Supporting Ergonomics Evaluations in Manufacturing – A Comparison of Computer Vision- and IMU-Based Motion Capture

Abstract Ergonomics evaluation methods are crucial for assessing risks for work-related musculoskeletal disorders and ensuring operator well-being, productivity, and safety. Despite the increased use of digital twins and AI-supported tools in production system design and operation, ergonomics evaluations still primarily rely on observational techniques such as expert assessments or checklist-based tools like the Rapid Entire Body Assessment and the Rapid Upper Limb Assessment. These methods are time-consuming, imprecise, and prone to subjectivity arising from variability in the judgment of the ergonomists and ambiguity in scoring criteria. As an alternative, ergonomics evaluation methods based on using technologies for direct measurements can provide semi-automation of the assessments and offer greater objectivity and precision. This study investigates the capability of a computer vision-based motion capture approach to support direct measurement ergonomics evaluations and compares its results with those of an inertial measurement unit-based system in an industrial task.

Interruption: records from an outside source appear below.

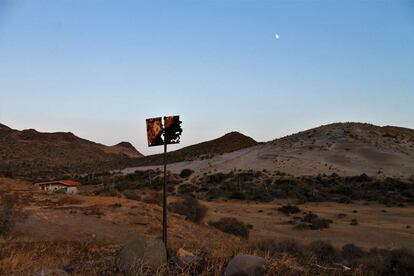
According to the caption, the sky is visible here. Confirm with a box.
[0,0,413,155]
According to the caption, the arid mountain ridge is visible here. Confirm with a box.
[1,122,414,179]
[0,123,142,178]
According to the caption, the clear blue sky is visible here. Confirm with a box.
[1,1,413,155]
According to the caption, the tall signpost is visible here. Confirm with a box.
[146,116,182,249]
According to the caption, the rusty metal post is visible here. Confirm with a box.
[146,115,181,250]
[162,132,168,248]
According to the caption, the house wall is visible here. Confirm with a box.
[39,183,79,194]
[65,187,78,195]
[43,184,65,192]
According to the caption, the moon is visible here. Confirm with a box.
[275,34,280,39]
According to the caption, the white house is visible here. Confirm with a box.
[34,180,80,194]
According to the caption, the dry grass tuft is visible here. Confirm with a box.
[0,238,119,275]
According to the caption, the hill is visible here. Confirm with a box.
[124,131,258,167]
[126,122,414,178]
[0,123,143,179]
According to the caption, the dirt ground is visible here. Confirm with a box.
[3,177,413,251]
[0,178,243,253]
[1,177,414,274]
[203,199,414,250]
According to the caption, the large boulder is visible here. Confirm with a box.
[117,237,167,275]
[224,255,267,276]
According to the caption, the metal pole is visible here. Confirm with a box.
[163,134,168,248]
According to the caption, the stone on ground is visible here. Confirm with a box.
[224,255,267,276]
[176,247,197,267]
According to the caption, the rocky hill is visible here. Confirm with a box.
[127,123,414,178]
[0,123,143,179]
[124,131,258,167]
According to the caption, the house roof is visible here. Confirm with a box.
[34,180,81,187]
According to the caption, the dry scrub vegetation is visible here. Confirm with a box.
[169,195,207,223]
[2,236,414,275]
[1,178,413,275]
[0,238,119,275]
[80,169,414,208]
[0,194,22,236]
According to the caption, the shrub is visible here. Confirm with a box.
[180,169,194,179]
[342,243,365,260]
[169,196,207,223]
[178,183,198,194]
[142,192,162,206]
[359,255,386,274]
[230,191,246,200]
[256,239,303,257]
[383,248,414,276]
[277,204,301,215]
[307,240,337,263]
[95,187,118,197]
[209,217,250,238]
[337,196,351,204]
[350,218,359,226]
[123,190,141,201]
[294,212,332,230]
[0,194,21,235]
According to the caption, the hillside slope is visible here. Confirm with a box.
[0,123,143,178]
[126,123,414,178]
[125,131,258,167]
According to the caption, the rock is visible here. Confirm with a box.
[177,255,197,267]
[177,248,194,257]
[117,237,167,275]
[63,263,82,273]
[34,268,70,276]
[175,248,197,267]
[224,255,267,276]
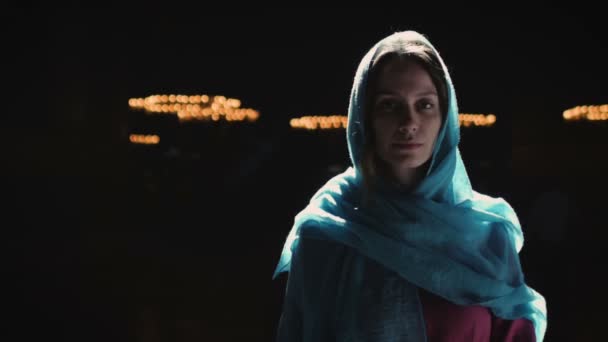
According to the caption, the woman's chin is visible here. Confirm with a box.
[388,157,425,171]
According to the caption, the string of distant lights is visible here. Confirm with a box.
[129,95,608,132]
[128,94,260,122]
[289,114,497,130]
[290,115,348,130]
[129,134,160,145]
[458,113,496,127]
[563,104,608,121]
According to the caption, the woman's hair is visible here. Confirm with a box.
[360,40,449,200]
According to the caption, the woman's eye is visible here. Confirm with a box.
[377,100,399,112]
[418,101,435,111]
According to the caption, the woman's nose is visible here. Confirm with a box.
[397,112,418,133]
[398,124,417,133]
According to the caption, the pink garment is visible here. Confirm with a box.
[419,289,536,342]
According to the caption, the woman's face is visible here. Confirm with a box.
[370,59,443,186]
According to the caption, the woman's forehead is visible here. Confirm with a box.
[374,61,436,94]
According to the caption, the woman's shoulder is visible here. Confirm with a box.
[287,236,359,310]
[292,236,353,269]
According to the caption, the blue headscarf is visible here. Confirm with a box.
[274,31,547,341]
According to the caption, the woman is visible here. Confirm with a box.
[273,30,547,341]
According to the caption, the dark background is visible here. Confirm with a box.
[6,5,607,341]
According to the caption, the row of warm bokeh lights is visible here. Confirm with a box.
[129,134,160,145]
[289,113,497,130]
[290,116,349,130]
[563,104,608,121]
[128,94,259,122]
[458,113,496,127]
[128,95,606,144]
[286,105,608,129]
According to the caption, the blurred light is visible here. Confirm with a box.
[129,134,160,145]
[289,113,496,129]
[563,104,608,122]
[290,115,348,130]
[458,113,496,127]
[127,93,260,123]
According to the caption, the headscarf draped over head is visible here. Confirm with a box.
[274,31,547,341]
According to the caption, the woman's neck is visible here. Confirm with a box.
[391,168,424,191]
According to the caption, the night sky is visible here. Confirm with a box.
[7,6,608,341]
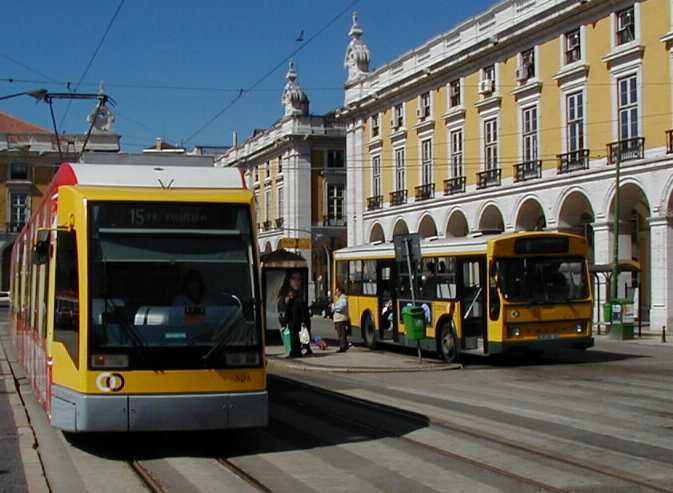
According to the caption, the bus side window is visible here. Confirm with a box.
[53,230,79,367]
[489,262,501,321]
[362,260,377,295]
[348,260,363,296]
[435,257,457,299]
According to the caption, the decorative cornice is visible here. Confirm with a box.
[553,63,589,83]
[511,80,542,99]
[601,43,644,65]
[474,95,502,112]
[414,118,435,133]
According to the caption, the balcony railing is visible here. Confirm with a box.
[513,160,542,182]
[476,168,501,189]
[557,149,590,174]
[607,137,645,164]
[262,220,272,231]
[323,216,346,227]
[444,176,466,195]
[7,222,25,233]
[367,195,383,211]
[667,130,673,154]
[389,189,408,206]
[414,183,435,201]
[275,217,284,229]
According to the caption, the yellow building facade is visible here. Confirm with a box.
[339,1,673,330]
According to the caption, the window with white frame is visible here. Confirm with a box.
[482,65,495,82]
[522,106,538,162]
[372,155,381,197]
[394,147,405,191]
[566,92,584,152]
[449,79,461,108]
[618,74,638,140]
[265,188,271,221]
[518,48,535,82]
[9,191,29,231]
[450,129,463,177]
[393,103,404,129]
[421,139,432,185]
[371,113,380,138]
[484,118,498,170]
[327,184,344,221]
[480,65,496,95]
[419,92,431,119]
[277,187,284,219]
[9,162,29,181]
[564,28,581,64]
[616,6,635,46]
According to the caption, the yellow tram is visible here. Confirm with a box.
[334,232,593,361]
[10,162,267,432]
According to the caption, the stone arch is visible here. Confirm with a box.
[369,222,385,244]
[557,189,595,234]
[514,197,547,231]
[417,214,438,239]
[445,209,469,238]
[392,218,410,238]
[477,203,505,233]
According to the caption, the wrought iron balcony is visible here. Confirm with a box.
[323,216,346,227]
[557,149,590,174]
[262,220,272,231]
[414,183,435,201]
[607,137,645,164]
[367,195,383,211]
[275,217,284,229]
[444,176,466,195]
[667,130,673,154]
[476,168,501,189]
[389,189,408,206]
[513,160,542,182]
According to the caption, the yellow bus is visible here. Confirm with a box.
[10,162,267,432]
[334,232,593,361]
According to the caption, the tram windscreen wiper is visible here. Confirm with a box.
[202,295,245,364]
[104,302,150,354]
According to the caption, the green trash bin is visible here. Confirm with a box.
[610,299,634,340]
[402,305,426,341]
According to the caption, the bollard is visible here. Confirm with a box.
[663,325,667,343]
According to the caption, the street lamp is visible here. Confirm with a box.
[612,149,621,302]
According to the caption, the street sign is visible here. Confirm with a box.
[393,233,421,268]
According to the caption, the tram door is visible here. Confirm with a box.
[377,260,397,341]
[458,256,487,351]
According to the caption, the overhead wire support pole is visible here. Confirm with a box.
[47,99,63,162]
[611,145,621,302]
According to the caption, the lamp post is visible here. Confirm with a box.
[611,147,621,302]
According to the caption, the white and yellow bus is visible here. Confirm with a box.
[334,232,593,361]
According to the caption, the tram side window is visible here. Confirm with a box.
[435,257,457,300]
[53,231,79,367]
[336,261,349,294]
[349,260,363,296]
[362,260,377,295]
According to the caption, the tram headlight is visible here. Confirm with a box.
[509,327,521,338]
[91,354,129,369]
[575,324,583,333]
[225,352,260,367]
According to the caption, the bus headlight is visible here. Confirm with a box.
[575,324,583,333]
[509,327,521,337]
[225,352,260,367]
[91,354,129,369]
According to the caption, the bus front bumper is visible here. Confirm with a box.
[489,336,594,354]
[51,385,268,432]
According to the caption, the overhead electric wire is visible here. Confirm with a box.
[59,0,125,128]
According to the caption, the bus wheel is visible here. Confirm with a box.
[362,314,377,350]
[437,322,459,363]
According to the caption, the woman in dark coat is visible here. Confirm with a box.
[284,288,312,357]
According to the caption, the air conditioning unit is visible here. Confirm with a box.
[516,67,528,82]
[479,79,494,95]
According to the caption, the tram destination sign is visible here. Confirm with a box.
[94,202,241,230]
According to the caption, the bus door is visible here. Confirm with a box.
[377,260,397,341]
[458,256,487,351]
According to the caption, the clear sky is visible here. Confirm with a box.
[1,0,495,151]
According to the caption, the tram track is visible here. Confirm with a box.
[269,373,673,493]
[130,460,168,493]
[216,457,273,492]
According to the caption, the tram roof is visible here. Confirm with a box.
[52,162,245,190]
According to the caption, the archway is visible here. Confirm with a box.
[369,223,385,244]
[515,198,546,231]
[558,190,595,260]
[417,215,438,239]
[477,204,504,233]
[392,218,409,238]
[446,210,469,238]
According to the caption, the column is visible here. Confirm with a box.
[346,120,357,246]
[649,216,673,331]
[353,118,365,245]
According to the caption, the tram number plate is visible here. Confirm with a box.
[538,333,560,340]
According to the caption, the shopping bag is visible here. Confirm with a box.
[299,324,310,345]
[280,326,292,354]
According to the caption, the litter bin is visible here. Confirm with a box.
[609,299,634,340]
[402,305,426,341]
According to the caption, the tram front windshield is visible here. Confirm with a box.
[87,202,261,370]
[496,256,589,304]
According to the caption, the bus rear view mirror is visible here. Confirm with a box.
[32,229,50,265]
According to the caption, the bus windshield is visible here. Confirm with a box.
[496,256,588,304]
[87,202,261,370]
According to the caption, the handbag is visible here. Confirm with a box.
[299,324,310,345]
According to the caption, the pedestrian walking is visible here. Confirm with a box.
[285,288,312,357]
[332,285,350,352]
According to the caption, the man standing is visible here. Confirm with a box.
[332,285,349,353]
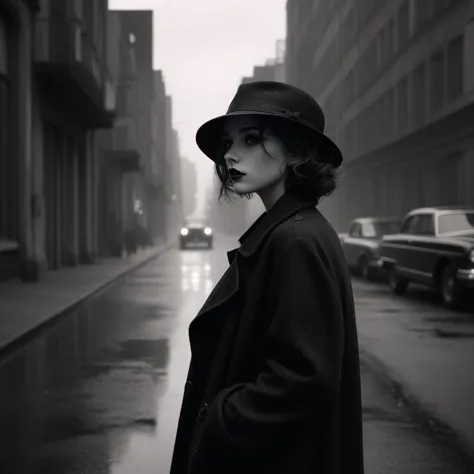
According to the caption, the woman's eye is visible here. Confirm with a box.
[245,134,260,146]
[222,140,231,152]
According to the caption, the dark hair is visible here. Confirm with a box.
[214,115,338,204]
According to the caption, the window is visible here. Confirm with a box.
[350,223,361,237]
[397,1,409,51]
[113,126,128,149]
[412,0,433,35]
[402,216,419,234]
[396,76,409,134]
[413,215,435,235]
[412,61,427,128]
[446,34,464,101]
[429,49,445,113]
[361,221,401,237]
[439,152,462,205]
[340,8,355,54]
[116,86,131,117]
[386,88,395,138]
[358,42,379,93]
[438,212,474,235]
[385,18,395,63]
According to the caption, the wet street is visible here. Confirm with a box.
[0,235,473,473]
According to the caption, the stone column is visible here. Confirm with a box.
[63,140,79,266]
[17,4,37,281]
[79,130,95,264]
[30,83,47,277]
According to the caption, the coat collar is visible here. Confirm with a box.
[194,193,318,332]
[239,193,318,254]
[227,193,317,264]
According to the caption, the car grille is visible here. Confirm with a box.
[187,229,205,238]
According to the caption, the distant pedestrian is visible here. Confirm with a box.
[170,81,364,474]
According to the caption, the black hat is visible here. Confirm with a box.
[195,81,343,168]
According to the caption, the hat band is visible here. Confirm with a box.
[227,101,322,132]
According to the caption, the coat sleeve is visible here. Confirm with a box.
[188,238,346,472]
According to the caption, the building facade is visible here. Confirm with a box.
[0,0,39,281]
[0,0,116,282]
[0,1,176,283]
[114,10,155,239]
[96,11,141,257]
[150,70,168,244]
[286,0,474,232]
[164,97,184,239]
[180,155,198,220]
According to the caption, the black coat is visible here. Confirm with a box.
[170,193,364,474]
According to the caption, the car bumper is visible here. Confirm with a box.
[180,236,213,246]
[456,268,474,287]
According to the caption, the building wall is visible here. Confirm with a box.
[286,0,474,232]
[1,0,112,280]
[180,156,198,219]
[95,10,142,257]
[0,1,176,283]
[0,0,36,281]
[164,97,184,239]
[150,69,168,243]
[116,10,154,232]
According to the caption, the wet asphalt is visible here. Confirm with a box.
[0,235,472,473]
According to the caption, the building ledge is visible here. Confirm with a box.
[105,149,140,173]
[35,63,115,128]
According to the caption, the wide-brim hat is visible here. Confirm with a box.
[196,81,343,168]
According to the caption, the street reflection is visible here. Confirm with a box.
[0,247,222,474]
[110,249,218,474]
[180,255,214,294]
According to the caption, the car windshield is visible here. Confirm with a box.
[437,212,474,235]
[361,221,400,237]
[185,222,208,228]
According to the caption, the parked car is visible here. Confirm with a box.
[180,222,213,250]
[339,217,401,280]
[380,206,474,309]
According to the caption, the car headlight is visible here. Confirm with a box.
[204,227,212,235]
[469,249,474,263]
[180,228,189,236]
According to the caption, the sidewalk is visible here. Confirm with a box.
[0,241,174,357]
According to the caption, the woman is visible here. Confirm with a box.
[170,81,364,474]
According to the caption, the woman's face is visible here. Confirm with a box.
[221,116,290,208]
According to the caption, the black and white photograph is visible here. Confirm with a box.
[0,1,474,473]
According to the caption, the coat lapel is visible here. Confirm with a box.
[189,194,318,332]
[189,255,240,332]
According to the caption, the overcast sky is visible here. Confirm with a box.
[109,0,286,213]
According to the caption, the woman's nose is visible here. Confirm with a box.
[224,152,239,166]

The comparison was conducted by studying output data of the two systems and by feeding the data into a direct measurement-based ergonomics evaluation method. A representative industrial assembly task involving upper-body movement and dynamic wrist activity was recorded simultaneously using a single monocular RGB camera and an IMU-based system. Both datasets were processed using two parallel workflows that followed the same structure to extract joint angles and segment positions over time. The comparison and evaluation of the results demonstrates that computer vision-based motion capture has the potential to provide human posture and motion data suitable for direct measurement ergonomics evaluations in industrial environments.